Versilov me disait un jour que ce n’était point par jalousie qu’Othello avait tué Desdemona et s’était ensuite tué, mais bien parce qu’on lui avait enlevé son idéal[1].

Est-ce là vraiment un paradoxe ? J’ai découvert récemment dans Coleridge une affirmation toute semblable, — semblable au point que l’on doute si, peut-être, Dostoïevsky ne l’aurait pas connue.

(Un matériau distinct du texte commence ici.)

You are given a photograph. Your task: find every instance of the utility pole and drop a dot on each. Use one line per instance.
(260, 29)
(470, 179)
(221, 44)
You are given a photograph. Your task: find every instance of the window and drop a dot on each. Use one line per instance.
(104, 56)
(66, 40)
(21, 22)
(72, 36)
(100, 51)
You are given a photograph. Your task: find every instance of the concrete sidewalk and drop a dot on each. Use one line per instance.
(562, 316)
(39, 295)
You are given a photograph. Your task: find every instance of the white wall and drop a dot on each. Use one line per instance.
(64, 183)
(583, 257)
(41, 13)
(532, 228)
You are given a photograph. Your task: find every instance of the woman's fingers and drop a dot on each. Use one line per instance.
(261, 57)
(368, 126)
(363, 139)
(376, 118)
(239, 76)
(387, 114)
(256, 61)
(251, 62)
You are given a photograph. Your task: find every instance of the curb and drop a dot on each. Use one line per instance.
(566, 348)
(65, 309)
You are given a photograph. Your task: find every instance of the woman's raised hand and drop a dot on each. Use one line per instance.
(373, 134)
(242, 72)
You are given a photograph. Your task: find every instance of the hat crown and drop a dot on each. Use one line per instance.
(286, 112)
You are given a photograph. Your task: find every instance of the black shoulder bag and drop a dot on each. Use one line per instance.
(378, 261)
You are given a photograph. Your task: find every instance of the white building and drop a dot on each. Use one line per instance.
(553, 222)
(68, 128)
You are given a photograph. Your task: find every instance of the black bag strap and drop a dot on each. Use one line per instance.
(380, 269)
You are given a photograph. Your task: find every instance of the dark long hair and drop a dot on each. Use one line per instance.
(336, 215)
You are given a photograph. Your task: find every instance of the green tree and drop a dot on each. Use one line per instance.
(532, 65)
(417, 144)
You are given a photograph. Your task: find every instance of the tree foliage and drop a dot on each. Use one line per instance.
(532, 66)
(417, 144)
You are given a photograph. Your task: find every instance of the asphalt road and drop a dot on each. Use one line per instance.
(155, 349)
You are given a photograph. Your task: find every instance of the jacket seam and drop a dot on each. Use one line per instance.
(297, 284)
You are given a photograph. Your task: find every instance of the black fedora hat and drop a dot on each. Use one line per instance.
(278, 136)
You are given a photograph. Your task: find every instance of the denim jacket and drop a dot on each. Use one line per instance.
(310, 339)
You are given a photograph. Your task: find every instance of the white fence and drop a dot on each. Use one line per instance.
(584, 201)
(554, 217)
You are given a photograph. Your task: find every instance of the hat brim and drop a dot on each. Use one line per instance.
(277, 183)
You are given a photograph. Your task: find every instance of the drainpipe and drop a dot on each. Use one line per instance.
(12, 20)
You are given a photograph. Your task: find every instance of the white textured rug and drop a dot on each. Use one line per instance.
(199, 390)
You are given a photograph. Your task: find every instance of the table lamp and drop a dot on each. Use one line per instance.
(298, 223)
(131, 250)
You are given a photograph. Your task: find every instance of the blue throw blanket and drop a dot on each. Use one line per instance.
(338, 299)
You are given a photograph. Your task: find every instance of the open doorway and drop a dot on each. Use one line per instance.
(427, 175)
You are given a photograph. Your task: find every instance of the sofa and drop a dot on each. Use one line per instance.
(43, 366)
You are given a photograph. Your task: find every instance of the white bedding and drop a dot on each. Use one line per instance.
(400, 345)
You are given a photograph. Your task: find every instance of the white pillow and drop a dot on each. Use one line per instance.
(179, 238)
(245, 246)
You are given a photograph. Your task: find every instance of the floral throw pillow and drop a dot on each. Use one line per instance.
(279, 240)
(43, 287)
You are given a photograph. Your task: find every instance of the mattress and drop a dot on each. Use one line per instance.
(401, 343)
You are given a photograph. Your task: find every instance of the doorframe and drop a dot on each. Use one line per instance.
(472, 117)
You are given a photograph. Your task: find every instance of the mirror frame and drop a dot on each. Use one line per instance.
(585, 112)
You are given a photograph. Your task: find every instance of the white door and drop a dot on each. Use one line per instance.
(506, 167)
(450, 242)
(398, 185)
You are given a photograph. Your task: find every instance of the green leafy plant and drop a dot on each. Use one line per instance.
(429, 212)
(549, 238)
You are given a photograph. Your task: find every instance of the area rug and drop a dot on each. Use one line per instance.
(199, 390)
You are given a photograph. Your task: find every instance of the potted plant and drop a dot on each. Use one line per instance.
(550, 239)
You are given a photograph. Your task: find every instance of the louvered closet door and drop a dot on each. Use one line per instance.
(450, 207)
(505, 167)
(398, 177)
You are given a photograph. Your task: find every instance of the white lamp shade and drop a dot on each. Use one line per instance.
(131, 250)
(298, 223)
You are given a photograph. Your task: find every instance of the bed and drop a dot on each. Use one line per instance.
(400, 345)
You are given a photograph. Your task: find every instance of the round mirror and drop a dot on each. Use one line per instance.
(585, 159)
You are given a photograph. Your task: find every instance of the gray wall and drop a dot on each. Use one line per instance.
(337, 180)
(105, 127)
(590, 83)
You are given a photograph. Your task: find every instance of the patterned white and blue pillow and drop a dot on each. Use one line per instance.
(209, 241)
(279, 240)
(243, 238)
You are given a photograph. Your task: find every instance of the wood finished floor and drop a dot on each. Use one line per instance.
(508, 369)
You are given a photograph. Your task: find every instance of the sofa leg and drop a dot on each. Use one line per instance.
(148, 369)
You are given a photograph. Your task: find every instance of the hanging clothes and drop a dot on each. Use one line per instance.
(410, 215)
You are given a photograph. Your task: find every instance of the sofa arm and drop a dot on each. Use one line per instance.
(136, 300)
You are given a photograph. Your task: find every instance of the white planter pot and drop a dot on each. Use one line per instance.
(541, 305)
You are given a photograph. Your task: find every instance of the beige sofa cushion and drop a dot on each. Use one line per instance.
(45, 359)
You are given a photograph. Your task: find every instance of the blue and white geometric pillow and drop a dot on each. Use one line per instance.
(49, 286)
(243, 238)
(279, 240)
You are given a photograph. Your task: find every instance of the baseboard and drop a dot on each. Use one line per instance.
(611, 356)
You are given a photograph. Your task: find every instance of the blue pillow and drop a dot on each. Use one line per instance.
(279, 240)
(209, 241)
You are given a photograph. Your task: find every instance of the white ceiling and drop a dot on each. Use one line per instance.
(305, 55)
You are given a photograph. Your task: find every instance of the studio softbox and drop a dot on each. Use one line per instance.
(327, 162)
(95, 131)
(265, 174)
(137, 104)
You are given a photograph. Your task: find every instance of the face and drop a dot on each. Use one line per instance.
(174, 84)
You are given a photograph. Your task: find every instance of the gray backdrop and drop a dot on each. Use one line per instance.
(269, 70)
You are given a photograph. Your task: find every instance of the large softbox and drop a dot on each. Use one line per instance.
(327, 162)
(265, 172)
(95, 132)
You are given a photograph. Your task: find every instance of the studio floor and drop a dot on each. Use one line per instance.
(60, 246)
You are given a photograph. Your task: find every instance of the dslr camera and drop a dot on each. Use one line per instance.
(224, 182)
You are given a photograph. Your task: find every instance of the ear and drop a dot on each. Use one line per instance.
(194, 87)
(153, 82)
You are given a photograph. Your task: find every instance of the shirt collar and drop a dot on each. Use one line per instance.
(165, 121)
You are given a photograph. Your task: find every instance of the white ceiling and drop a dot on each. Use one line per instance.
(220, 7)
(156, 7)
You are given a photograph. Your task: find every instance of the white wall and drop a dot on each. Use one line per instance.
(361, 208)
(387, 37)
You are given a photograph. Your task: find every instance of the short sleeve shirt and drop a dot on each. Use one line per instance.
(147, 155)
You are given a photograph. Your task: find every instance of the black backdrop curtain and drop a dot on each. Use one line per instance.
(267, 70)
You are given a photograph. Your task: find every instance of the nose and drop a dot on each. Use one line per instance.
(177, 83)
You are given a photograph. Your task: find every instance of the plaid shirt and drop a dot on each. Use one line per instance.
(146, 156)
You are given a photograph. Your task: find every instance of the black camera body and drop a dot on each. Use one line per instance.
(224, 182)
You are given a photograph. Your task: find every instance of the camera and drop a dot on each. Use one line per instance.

La jalousie, dit Coleridge, en parlant d’Othello précisément, ne me paraît pas être ce qui le point… Il faut voir là plutôt l’angoisse et l’agonie de retrouver impure et méprisable la créature qui lui paraissait angélique, dont il avait fait l’idole de son cœur et qu’il ne pouvait pas cesser d’aimer. Oui, la lutte et l’effort pour ne plus l’aimer ; c’est une indignation morale, le désespoir devant cette faillite de la vertu, qui le fait s’écrier : But yet the pity of it Iago, 0 Iago, the pity of it, Iago (qui ne peut être traduit que bien approximativement en français par : « Mais que cela est dommage, Iago, ô Iago, que cela est dommage ! »).

Incapables de jalousie, les héros de Dostoïevsky ? — je vais peut-être un peu loin, — du moins il sied d’apporter à cela quelques retouches. On peut dire qu’ils ne connaissent de la jalousie que la souffrance, une souffrance qui n’est pas accompagnée de haine pour le

  1. L’Adolescent, p. 285.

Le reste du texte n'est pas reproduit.